Data in a trust is likely to have been collected under different consents or legal regimes. It is unlikely the multiple legal regimes can be harmonized. By voluntarily bringing data into the trust there is the need to clarify which has legal regime has precedence for the trust.
There will be significant cost and overhead for the trust to fulfill its duties. There must be a sustainable model to cover these costs for the long term. The trust will require specialist resources.
Different allowed uses by the trust may require opt-in versus opt-out by individuals / data subjects.
The trust will have to manage in an environment where meaningful consent may not realistically be achievable. Constructing measures to uphold the interests of data subjects and beneficiaries will require strong due diligence and clarity with regulators. While this has been achieved in healthcare for example, the established practices and understanding of risk versus collective benefit has yet to be fully understood and practical steps will need to be developed.
Must trustors fully cease ownership of data? Might they retain full ownership while handing over control, determination of allowable use, and enforcement of allowable use to the trust?
When a trustor donates data and/or code to a civic digital trust, what risks and legal obligations are also transferred to the trust?
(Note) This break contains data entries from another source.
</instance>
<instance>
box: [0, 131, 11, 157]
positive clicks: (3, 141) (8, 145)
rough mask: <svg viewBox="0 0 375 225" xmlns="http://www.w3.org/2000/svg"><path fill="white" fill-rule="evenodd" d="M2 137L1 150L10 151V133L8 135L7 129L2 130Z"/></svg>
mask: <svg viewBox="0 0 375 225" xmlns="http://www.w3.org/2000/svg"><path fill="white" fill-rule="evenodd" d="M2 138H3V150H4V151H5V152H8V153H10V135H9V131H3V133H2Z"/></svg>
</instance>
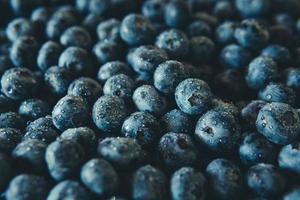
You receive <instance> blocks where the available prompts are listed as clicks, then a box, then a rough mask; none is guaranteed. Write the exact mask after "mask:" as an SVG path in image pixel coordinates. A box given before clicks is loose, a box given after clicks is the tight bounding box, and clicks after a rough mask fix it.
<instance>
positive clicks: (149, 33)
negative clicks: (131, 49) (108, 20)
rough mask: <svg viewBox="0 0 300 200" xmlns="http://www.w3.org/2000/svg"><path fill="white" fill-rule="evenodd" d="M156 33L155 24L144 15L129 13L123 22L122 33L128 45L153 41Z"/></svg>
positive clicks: (121, 33) (121, 27) (144, 42)
mask: <svg viewBox="0 0 300 200" xmlns="http://www.w3.org/2000/svg"><path fill="white" fill-rule="evenodd" d="M154 34H155V31H154V27H153V25H152V24H151V22H150V21H149V20H148V19H147V18H146V17H144V16H142V15H139V14H129V15H127V16H125V17H124V19H123V21H122V23H121V27H120V35H121V38H122V39H123V40H124V42H126V43H127V44H128V45H131V46H138V45H143V44H149V43H151V42H152V41H153V39H154Z"/></svg>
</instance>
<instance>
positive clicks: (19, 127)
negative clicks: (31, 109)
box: [0, 112, 26, 130]
mask: <svg viewBox="0 0 300 200" xmlns="http://www.w3.org/2000/svg"><path fill="white" fill-rule="evenodd" d="M25 125H26V121H25V120H24V119H23V117H22V116H21V115H20V114H18V113H15V112H3V113H0V128H16V129H20V130H23V129H24V127H25Z"/></svg>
Inclusive governance and decision making. How to manage different obligations with respect to private and public data? There is a potential for compliance rather than impact as central objective. How is compliance enforced?
The trustee needs to know what the interests of the beneficiaries are – so civil representation will be critical – such as through citizen representatives.
The potential of a data trust is in creating an additional fiduciary requirement on the trustees to manage data and algorithms in the interest of the beneficiary. However for that to be the case the beneficiary needs to be actually able to hold the trustee to account or enforce their interest. This means the beneficiary needs to know of a wrong; have the technical capacity to prove it; and then the financial capacity to enforce it.
Is a data trust less agile than more collaborative cross-sector data for good projects?
If the scope of the trust is only a legal framework with no technical controls it may become harder for the trust to enforce. In practice, it may end up as a more retrospective validation or audit process, rather than fully pro-active management body.
Technical controls make the tracking and enforcement of allowable data uses more realistic. However, such technology will add operating cost to the trust and create the need to integrate those technical controls with the technology used by the trustors and licensees, which imposes a cost of participation on them. Given the current state of the art in data use audit and tracking, some significant further development may also be required for sufficient functionality to be widely available.
Will the technical architecture of the trust be secure? What are the risks of re-identification?